The politically opportunist sad fact is that Labour knew we couldn't afford the monster they created, and sometimes, usually in the middle of electoral cycles, they 'kin ADMIT IT.

October 2013; “Labour will be tougher than Tories on benefits, promises new welfare chief”
www.theguardian.com/politics/2013/oct/12/labour-benefits-tories-labour-rachel-reeves-welfare

“Rachel Reeves vows to cut welfare bill and force long-term jobless to take up work offers or lose state support”

August 2013; “Labour to substantially cut benefits bill if it wins power in 2015”
www.theguardian.com/politics/2013/aug/21/labour-to-cut-benefits-bill-2015

”Labour will cut the benefits bill "quite substantially" and more effectively than the Tories if it wins power in 2015, the shadow work and pensions secretary said on Tuesday”

”Liam Byrne, a Labour frontbencher, said the coalition's welfare reforms were failing to cut costs enough, and called for cross-party talks to "save" some of the government's key schemes.”

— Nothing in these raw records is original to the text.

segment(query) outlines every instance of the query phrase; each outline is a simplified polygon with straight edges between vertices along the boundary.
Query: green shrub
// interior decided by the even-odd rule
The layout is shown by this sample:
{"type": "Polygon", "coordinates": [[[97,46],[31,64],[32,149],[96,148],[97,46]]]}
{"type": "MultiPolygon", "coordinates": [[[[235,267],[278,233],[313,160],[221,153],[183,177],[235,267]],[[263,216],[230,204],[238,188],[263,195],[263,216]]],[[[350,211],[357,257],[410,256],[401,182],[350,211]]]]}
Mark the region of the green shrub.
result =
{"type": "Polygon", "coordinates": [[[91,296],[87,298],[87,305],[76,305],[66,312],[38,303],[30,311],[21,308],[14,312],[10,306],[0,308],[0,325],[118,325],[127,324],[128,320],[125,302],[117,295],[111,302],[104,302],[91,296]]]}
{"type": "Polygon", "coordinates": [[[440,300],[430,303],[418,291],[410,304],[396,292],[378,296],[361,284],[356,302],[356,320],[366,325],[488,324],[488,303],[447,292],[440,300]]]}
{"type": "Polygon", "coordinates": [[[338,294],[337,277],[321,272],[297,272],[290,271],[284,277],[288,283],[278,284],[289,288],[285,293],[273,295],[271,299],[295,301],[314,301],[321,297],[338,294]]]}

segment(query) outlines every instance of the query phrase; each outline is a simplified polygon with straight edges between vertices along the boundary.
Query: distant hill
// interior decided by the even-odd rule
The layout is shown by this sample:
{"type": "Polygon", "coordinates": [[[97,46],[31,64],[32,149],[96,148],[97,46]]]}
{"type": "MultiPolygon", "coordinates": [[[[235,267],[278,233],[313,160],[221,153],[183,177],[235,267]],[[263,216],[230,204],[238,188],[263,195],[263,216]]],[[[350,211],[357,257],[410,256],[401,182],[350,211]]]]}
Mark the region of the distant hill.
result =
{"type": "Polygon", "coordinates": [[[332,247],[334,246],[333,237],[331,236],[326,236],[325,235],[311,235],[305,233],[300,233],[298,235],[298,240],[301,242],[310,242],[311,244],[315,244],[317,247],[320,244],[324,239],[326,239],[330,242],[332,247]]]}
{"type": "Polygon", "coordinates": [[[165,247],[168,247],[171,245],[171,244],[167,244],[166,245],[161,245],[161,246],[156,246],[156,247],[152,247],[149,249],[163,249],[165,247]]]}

Isitmebut · 30/07/2015 15:20

"“Rachel Reeves vows to cut welfare bill and force long-term jobless to take up work offers or lose state support”

In football parlance 'it's all gone quiet over there'.

Did the quote above BURST the false self righteous 'bubbles' of the anti Isit hooligans, acting in concert?

No wonder you don't want factual links, you've relied on board mob rule to drown others opinions out.

Laters folks.

Oswin · 30/07/2015 15:21

See your doing it again. Derailing into anti labour. We are talking about sanctions. Have you ever been in that position?

swallowed · 30/07/2015 15:26

This isn't the coalition's fault.

I was signing on well before the coalition came into power. Treating the unemployed like parasites, patronising them, talking down to them and acting as if they were lazy scroungers was de rigeur.

I hate the job centre. Useless morons.